Politik Bir Gösterge Olarak İçki

Alkolün, Türkiye modernleşmesindeki turnusollerden biri olması bir yana, bu kararların aynı zamanda kendi içinde darmadağın olan, gittikçe Cumhur İttifakı’ndan uzaklaşan ama henüz Millet İttifakı’na yaklaşmamış olan kesimleri toparlamaya dönük olduğunu da unutmamak gerekiyor

Türkiye’de “modern” tartışması hiçbir zaman “birey” ve onun “akıl”ı üzerinden yapılmadı. Oysa modern dediğimiz şey eni sonu Rönesans’ın, Refom’un, Aydınlanma’nın ve onların altyapısındaki kapitalizmin bir tezahürüydü. Batı’da modern olma, modernite, İtalya’dan başlayarak mimariden heykele, resimden felsefeye bir “yeniden doğuşu” ima eden Rönesans; Ortodoks Kilisesi ile Katolik Kilisesi’nin 1054’teki ayrılığı bir kenara konursa, 16. yüzyılda bizzat Katolik Kilisesi’ne yönelik eleştirilerden beslenerek gelen Reform; coğrafi keşifler ile Amerika’dan getirilen değerli maden (yani nakit para) ve Afrika’dan getirilen kölelerin (yani ucuz, bol emeğin) kesişim noktasında tezahür eden kapitalizm ve tüm bunların 17. yüzyıl sonları ama asıl 18. yüzyılda düşünce dünyasına yansımasıyla şekillenen Aydınlanma’yı ifade ediyordu.

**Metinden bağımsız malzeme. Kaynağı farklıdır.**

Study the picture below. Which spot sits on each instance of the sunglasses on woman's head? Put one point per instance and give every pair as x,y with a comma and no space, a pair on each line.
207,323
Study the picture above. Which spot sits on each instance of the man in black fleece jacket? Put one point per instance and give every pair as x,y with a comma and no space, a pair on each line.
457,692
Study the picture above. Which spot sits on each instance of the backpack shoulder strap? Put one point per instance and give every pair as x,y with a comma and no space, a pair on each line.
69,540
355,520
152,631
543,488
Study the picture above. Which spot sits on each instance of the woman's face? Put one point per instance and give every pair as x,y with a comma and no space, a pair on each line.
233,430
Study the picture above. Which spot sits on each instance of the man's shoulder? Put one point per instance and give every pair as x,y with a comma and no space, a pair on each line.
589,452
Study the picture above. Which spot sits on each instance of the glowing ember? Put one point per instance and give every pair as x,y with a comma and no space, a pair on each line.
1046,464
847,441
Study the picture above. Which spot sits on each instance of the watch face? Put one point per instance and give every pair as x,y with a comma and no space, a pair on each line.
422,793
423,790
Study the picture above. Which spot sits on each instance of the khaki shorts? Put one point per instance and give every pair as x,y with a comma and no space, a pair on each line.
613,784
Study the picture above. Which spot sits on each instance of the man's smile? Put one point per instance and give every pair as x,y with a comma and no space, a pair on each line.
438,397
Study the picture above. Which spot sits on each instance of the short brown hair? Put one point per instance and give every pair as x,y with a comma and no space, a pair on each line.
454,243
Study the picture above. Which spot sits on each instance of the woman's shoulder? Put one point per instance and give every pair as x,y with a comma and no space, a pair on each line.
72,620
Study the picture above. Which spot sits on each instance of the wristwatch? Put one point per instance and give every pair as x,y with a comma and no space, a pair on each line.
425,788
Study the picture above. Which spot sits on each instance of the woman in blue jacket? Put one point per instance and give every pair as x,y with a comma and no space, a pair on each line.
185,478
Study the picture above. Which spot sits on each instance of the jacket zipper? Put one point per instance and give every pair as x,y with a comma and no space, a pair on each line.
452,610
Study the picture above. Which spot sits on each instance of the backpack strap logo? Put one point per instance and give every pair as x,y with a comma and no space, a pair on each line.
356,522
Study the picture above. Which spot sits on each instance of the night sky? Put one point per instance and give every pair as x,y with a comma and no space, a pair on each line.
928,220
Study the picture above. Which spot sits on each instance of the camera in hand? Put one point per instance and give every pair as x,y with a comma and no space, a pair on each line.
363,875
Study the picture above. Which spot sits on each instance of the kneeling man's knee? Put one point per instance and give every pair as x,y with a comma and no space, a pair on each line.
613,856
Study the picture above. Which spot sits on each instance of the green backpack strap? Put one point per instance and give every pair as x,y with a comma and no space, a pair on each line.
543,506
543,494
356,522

Bir siyasal kavram olarak “birey”, onun “akıl”ı ve elbette bu “akıl”ın toplumsal sorunlar üzerindeki etki ve sonuçları, siyasal düşüncelerin temel tartışma konuları arasına bu karmaşık dönüşümün sonucunda girmişti. Kant’ın Aydınlanma’yı insanlığın ergenliği ile teşbih ederek açıklaması da bu anlamda önem kazanıyordu: Aydınlanma öncesi, Kant’ın tanımında bir “çocukluk dönemi”, yani insanlığın kendi kararlarını verecek olgunluğa sahip olmadıkları dönem, kabaca 18. yüzyıl sonrası ise insanlığın ergenliği yani bireylerin toplumsal sorunlara kendi akıllarıyla çözüm üretmeye koyuldukları dönem olarak anılıyordu. Aydınlanma ile “ergen-insanlık” kendi adına karar veren “aşkın otoriteleri” tartışmaya; hâşâ ne tartışması, yerle yeksan etmeye başladı. Önce Tanrı, sonra da soylular, kendi kararlarını kendi aklının aydınlığında alan modern insan karşısında baş eğeceklerdi. Tam da bu dönemde, Aydınlanma’nın en önemli “kurumlarından” ansiklopedi cehalete karşı berkitilen “aklın mavzeri haline geliverdi. Mehmet Ali Ağaoğulları, Sokrates’ten Jakobenlere Batı’da Siyasal Düşünceler’inde (İletişim, 2015) Diderot’un Ansiklopedistlerin parolasını, Voltaire’e yazdığı bir mektupta; “Çürük inançlara, softalara, yobazlara, cahillere, kaçıklara, kötülere ve zorbalara aman yok!” şeklinde özetler. Sonuç olarak modernite dediğimiz şey Batı dünyasında kapitalizmin, Rönesans’ın, Reform’un ve Aydınlanma’nın bir terkibi olarak çıkar. Modern’in özünde “akıl”, kendi kararlarının bilincinde olan, bireyin aklı vardır; bu, moderniteyi aynı zamanda çocukluk döneminde onun adına karar verme hakkına sahip olan aşkın otoritelere, Tanrı ve Kral’a karşı da bileyen de bir modernitedir.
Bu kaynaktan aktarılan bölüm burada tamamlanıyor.